Chae Hom is a plateau surrounded by mountains and is located in the province of Lampang in the north of the country. Agriculture is the main industry. Maize is grown on the former woodland slopes while tea and opium are grown on the higher ground. The latter has been replaced for some time now, at the request of the sovereign, by coffee plantations.
Father Bruno Rossi, an Italian missionary, who has spent more than twenty years working in the Land of Smiles, says: “It all began with a simple remark. The farmers were following the correct process: cleaning the harvested coffee beans and preparing them according to the washed Arabic process. They would sell the coffee beans still in their external skin. With the help of some friends we managed to get a rudimentary coffee roasting machine. Unfortunately, we didn’t know how to use it properly and often burned the coffee beans. I well remember the horrible smell. We then looked for a better machine and eventually found a second-hand roasting machine. Using a demonstration video, we learned how to roast the beans without burning them”.

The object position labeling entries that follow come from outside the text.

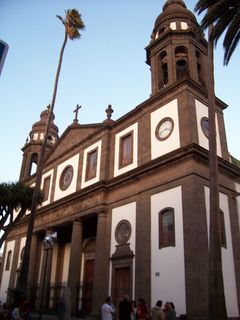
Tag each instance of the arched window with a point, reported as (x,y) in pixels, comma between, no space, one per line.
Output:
(199,68)
(222,230)
(9,259)
(181,58)
(33,164)
(162,70)
(166,228)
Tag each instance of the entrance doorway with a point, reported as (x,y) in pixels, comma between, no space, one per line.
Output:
(122,284)
(87,287)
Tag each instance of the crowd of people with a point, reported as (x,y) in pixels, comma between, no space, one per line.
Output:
(20,311)
(130,310)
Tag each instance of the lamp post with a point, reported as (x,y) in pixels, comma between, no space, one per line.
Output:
(48,243)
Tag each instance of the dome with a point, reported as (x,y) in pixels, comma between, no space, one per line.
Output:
(39,127)
(174,11)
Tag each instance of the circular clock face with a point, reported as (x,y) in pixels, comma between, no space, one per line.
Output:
(164,128)
(205,126)
(123,232)
(66,178)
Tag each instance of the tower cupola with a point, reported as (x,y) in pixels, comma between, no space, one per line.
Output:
(32,148)
(177,48)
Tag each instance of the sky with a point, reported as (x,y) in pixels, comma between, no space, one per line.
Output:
(106,66)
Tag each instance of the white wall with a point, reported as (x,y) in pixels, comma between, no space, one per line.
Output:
(73,161)
(6,273)
(126,212)
(229,278)
(202,111)
(119,135)
(66,260)
(98,146)
(45,175)
(167,264)
(159,148)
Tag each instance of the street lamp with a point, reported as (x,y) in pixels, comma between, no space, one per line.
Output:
(48,243)
(235,194)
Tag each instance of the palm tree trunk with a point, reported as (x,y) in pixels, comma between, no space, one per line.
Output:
(26,259)
(216,301)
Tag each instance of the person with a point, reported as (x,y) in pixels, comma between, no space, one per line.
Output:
(125,309)
(25,311)
(16,313)
(107,309)
(142,312)
(170,311)
(134,310)
(157,312)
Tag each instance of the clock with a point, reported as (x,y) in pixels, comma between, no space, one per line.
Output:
(164,128)
(205,126)
(66,178)
(123,232)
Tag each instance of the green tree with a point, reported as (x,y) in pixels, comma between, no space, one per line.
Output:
(216,19)
(73,24)
(224,15)
(15,199)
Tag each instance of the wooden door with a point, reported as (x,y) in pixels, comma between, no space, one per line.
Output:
(122,285)
(87,287)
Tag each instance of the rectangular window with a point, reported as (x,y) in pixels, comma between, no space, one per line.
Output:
(46,187)
(126,150)
(166,228)
(91,164)
(222,231)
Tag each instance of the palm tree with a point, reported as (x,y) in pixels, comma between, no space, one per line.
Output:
(216,297)
(72,24)
(225,18)
(15,199)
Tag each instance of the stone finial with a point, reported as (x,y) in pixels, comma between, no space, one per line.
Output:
(109,112)
(76,112)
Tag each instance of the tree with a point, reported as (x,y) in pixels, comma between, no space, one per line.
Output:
(73,24)
(225,18)
(15,199)
(216,297)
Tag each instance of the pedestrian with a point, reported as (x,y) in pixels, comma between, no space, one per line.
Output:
(25,311)
(142,312)
(134,310)
(108,309)
(125,309)
(157,312)
(16,312)
(170,311)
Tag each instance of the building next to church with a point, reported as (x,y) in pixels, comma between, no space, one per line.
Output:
(129,199)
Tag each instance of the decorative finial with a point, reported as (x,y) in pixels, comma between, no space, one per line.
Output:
(109,112)
(76,113)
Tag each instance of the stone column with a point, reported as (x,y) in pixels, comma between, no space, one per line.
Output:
(75,264)
(33,268)
(101,265)
(44,287)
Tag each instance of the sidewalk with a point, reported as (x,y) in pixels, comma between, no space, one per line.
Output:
(35,316)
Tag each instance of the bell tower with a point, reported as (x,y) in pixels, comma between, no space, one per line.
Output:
(178,58)
(177,49)
(32,147)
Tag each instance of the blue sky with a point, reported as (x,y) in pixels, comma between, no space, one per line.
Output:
(106,66)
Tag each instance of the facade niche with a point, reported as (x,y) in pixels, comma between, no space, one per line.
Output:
(181,58)
(33,164)
(162,70)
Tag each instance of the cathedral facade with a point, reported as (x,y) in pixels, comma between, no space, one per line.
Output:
(128,200)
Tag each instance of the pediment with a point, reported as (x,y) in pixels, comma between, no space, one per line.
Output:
(71,138)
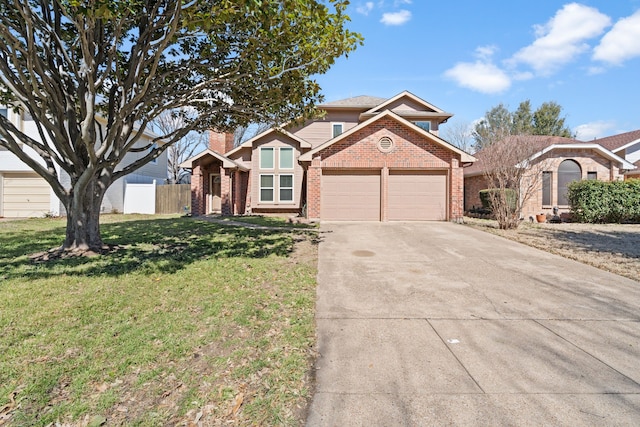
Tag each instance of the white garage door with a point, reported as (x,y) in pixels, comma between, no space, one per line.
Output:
(417,196)
(350,196)
(24,195)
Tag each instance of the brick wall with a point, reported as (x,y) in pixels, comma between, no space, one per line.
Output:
(314,176)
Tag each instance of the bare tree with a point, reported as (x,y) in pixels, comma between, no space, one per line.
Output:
(93,74)
(168,123)
(459,134)
(512,175)
(244,133)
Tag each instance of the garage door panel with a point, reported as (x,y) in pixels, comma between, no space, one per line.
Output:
(415,196)
(25,195)
(350,196)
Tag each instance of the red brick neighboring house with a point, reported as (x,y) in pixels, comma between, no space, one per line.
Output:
(558,162)
(366,159)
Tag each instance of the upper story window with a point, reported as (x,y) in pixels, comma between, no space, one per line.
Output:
(286,158)
(266,158)
(337,129)
(424,125)
(568,171)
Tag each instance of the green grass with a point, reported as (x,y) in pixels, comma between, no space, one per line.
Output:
(269,221)
(186,317)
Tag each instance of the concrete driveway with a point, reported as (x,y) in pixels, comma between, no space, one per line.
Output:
(425,324)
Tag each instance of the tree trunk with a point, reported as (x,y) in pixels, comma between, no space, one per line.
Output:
(83,218)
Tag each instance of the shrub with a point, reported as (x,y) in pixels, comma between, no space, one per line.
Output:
(605,202)
(510,194)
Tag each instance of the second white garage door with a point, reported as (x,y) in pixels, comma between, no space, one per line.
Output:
(350,196)
(417,196)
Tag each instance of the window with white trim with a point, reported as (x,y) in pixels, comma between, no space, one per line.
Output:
(285,190)
(153,161)
(266,188)
(266,158)
(286,158)
(337,129)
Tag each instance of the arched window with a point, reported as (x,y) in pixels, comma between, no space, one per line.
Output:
(568,172)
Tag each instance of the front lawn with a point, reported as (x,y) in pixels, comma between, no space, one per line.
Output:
(187,321)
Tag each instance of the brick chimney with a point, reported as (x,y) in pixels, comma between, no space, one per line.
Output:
(220,142)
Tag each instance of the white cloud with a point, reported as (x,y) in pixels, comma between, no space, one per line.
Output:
(365,8)
(590,131)
(621,43)
(562,38)
(480,76)
(396,18)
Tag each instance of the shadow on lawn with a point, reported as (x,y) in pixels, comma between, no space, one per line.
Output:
(613,242)
(153,246)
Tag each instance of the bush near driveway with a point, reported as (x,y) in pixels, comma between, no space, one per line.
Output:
(187,320)
(605,202)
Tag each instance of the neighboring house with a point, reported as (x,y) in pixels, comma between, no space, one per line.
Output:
(557,162)
(367,158)
(23,193)
(627,146)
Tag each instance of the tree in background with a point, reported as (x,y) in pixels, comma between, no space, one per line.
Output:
(459,134)
(93,74)
(510,176)
(167,123)
(499,123)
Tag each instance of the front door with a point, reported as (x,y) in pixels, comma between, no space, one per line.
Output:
(215,196)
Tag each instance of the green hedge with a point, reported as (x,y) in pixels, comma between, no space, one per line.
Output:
(605,202)
(486,199)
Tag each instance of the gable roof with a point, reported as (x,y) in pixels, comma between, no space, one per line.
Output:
(249,142)
(464,157)
(619,142)
(226,162)
(431,110)
(543,144)
(359,102)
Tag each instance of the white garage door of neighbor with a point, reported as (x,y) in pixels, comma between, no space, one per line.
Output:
(417,196)
(350,196)
(25,195)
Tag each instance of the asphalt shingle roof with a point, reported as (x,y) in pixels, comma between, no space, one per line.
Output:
(616,141)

This was how Caffè Bruno came into existence in 2013. Bruno is a common word among the local people for whom it means ‘colour’ in the Thai language. “We began to buy coffee, paying the producers well and adding no pesticides”, the priest continued. “A young man has been trained to roast the coffee and four employees work in the office and in the packing department; once prepared, the coffee is sold”.
At first things were difficult: the new coffee brand was as yet unknown and the first customers were the priests themselves, their friends and the Catholic schools. There were times when the coffee would just accumulate in the store. This state of affairs went on until, in 2014, the high quality of the coffee was confirmed by the International Institute of Coffee Tasters which awarded it first prize.
“Today we sell seven, eight or nine hundred kilos a month – Father Bruno Rossi explains – and what is special about it? Its single origin and organic cultivation. We roast it to two grades: ‘Espresso’, which is best drunk hot, and then the “Dark” roast, best drunk cold. Here in Thailand, 98 per cent of coffee is drunk cold”.
“The business as such is not our priority – the missionary emphasises – This is a quality product and it improves the quality of life. The slogan chosen for Café Bruno is ‘The Taste of Life’. Last year we bought 130 tons of unshelled coffee beans, providing a number of people with work; we use the profits to finance scholarships for students”.
Faith is manifested and transmitted by example and the project at Chae Hom has become both testimony and ferment. “Meeting with oriental culture, people of other religions and non-believers, has led me to reflect on my own journey of faith, to question myself deeply on what we normally take for granted, to renew my motivation and confirm me in my vocation,” the missionary says. More than four hundred children of the “mountain tribes” will now receive special help for their schooling thanks to the mission of Chae Hom and around half of these board full time at the hostels built and run by the missionaries themselves together with their local collaborators. All of this has been possible due only to the generosity of many people but, for the past four years, the project has been self-sustaining, thanks to the sale and diffusion of “Caffè Bruno”.
There has been a hostel at Chae Hom for some years now, for boys and girls, so that they can stay there during the week and attend secondary school. It would be impossible for them to attend school during the rainy season. There are now 65 students belonging to six different tribes, the majority of whom are Buddhists or Animists; some of the students, while living in the hostel, show interest in the Catholic faith. There is also a day centre for the disabled, run by the Sisters of Charity of Saint Giovanna Antida Thouret.
On the road opposite the Centre there is a small coffee shop where people like to come and taste the new quality coffee. The first of two Caffè Bruno coffee shops, Caffè Duomo, was opened three years ago close to the cathedral of Chiang Mai and belongs to the diocese. Other products are also sold there. Profits are used for evangelisation and those of the coffee shop at the Bangkok Sacred Heart Institute are used for education grants.
The great demand for Caffè Bruno has caused it to become a powerful and unforeseen means to make the mission known and, through it, the Gospel. “In recent years, contacts have multiplied – Father Bruno concludes -. Many have shown interest in our methods of organic cultivation and we have an ongoing project in collaboration with the University of Lampang”. (P.L.)